The longing to
bestow his soul pushes beyond the love of woman, and looks for another
object, where the giving is more simple, because the visible return is
less. But here again he does not wish to give himself officiously,--to
thrust himself unbidden into the household of another life; he would do
it in simple obedience to Nature. Therefore, when of those who seem to
know everything he can ask one question and no more, there is just one
question which his very soul asks:--"Is Felix indeed my son?"
"Hail to thee for the question!" cries the providential Abbe. "Hail to
thee, my son! Thy apprenticeship is ended.

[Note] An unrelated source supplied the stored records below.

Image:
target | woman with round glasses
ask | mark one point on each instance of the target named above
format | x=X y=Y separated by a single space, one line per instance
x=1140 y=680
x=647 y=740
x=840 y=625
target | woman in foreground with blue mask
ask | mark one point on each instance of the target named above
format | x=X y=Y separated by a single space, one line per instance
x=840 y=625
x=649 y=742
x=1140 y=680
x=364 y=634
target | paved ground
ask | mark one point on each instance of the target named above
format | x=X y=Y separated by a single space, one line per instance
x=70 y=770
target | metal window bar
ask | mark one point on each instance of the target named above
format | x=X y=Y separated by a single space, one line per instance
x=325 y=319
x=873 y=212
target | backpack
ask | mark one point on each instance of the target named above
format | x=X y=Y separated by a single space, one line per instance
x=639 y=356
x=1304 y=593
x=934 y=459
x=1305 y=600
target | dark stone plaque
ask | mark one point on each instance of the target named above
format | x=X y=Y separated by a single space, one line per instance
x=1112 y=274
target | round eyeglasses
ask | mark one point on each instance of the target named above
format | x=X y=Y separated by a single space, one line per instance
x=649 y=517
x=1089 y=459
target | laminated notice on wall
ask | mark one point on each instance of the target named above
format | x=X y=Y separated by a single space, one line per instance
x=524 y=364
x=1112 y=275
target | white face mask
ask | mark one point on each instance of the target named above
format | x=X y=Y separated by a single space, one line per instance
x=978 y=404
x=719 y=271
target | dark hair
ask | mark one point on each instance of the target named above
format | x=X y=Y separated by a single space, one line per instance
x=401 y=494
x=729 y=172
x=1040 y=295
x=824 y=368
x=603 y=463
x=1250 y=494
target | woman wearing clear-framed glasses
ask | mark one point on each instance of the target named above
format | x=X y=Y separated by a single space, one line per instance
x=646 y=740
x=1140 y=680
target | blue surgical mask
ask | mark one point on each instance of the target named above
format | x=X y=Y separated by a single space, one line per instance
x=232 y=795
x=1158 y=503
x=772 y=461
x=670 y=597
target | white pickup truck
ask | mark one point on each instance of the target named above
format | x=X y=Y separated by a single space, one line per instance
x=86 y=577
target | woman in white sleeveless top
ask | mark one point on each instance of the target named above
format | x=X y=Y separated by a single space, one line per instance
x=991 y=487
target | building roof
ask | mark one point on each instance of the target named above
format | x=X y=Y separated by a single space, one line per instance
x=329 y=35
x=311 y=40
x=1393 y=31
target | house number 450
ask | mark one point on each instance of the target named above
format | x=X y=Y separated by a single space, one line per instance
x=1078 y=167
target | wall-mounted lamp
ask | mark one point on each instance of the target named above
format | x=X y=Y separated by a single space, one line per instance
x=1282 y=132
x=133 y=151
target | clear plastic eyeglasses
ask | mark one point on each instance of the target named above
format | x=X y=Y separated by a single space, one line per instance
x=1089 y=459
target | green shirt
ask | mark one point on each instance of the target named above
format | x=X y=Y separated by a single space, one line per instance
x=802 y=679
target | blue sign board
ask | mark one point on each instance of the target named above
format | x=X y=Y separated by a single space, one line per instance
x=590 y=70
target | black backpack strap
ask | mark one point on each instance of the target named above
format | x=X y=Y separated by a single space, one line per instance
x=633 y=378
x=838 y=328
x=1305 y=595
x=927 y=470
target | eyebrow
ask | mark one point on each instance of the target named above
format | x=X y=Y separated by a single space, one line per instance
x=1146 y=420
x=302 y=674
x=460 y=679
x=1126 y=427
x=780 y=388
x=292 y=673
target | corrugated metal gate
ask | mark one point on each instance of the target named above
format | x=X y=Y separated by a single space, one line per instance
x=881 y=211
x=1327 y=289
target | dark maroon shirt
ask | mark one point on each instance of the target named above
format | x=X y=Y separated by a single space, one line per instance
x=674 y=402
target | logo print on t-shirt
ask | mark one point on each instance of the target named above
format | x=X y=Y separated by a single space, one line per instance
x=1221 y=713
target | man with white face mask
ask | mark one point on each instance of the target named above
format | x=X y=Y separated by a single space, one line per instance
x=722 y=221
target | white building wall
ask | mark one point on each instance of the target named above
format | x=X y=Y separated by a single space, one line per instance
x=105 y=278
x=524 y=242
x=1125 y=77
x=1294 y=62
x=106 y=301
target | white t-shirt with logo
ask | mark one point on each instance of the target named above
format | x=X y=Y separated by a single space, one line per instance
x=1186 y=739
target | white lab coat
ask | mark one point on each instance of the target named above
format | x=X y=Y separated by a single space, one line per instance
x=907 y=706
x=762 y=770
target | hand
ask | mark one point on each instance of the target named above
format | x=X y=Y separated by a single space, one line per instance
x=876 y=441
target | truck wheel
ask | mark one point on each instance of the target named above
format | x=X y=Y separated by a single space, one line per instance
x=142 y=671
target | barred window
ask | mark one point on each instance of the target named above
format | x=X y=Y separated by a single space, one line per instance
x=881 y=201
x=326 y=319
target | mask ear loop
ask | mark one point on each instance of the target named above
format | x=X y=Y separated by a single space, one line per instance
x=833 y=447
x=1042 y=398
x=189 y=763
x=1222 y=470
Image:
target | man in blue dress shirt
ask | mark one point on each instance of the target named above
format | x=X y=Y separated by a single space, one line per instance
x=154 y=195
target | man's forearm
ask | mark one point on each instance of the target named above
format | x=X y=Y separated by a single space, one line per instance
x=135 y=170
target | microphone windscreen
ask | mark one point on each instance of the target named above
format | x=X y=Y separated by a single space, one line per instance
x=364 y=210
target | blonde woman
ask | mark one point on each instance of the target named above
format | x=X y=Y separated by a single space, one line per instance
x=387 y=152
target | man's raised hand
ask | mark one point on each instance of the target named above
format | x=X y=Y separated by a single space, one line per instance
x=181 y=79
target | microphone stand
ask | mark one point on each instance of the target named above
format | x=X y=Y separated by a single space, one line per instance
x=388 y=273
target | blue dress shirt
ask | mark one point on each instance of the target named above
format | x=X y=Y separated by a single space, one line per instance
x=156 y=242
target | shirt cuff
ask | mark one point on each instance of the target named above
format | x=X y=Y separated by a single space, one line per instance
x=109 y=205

Nature pronounces thee free."
Yes, when he craves of Nature, not aggrandizement, but a duty,--when he
entreats her commands to bestow of all that is deepest and dearest in
his spirit on another, and yet to do it so in simple response to her
behest that in all he shall give only what is _due_,--then he is free.
No self-flattery here; no feeling that he is performing some wonderful
piece of self-sacrifice, which puts the universe under obligations to
him. He would give all, but give where he owes all, not only in
obedience, but in meek thankfulness.
This done, he can go farther. Established indestructibly in the unity of
his own being, established also in these devout relationships, he is
prepared to enter into ampler relations, carrying into these the same
obedience to Nature, the same sense of giving only what is due.
Accordingly, he passes into noble mutualities of cooperation, service,
and love with his equals, with those superior to himself, and with those
to whom he is superior, not defrauded of his being, but secured in its
possession, by that self-surrender.
Not at a leap, indeed, does he attain to this dignity of life. Causeless
suspicions infest him; again and again he snatches himself back, and
retreats into spiritual isolation. Like an uncertain swimmer, who,
wading into deep water, draws back in sudden alarm as his feet begin to
lift themselves buoyantly from the sands, so he is smitten with jealous
fear, and hastens to regain his former foothold, just when his immersion
in social use and fellowship was becoming complete. But ever as he grows
surer of himself, and ever as he rests more trustfully in eternal
Reality, he becomes more capable of yielding trust to those who deserve
it, and yielding himself to those unto whom he rightly belongs.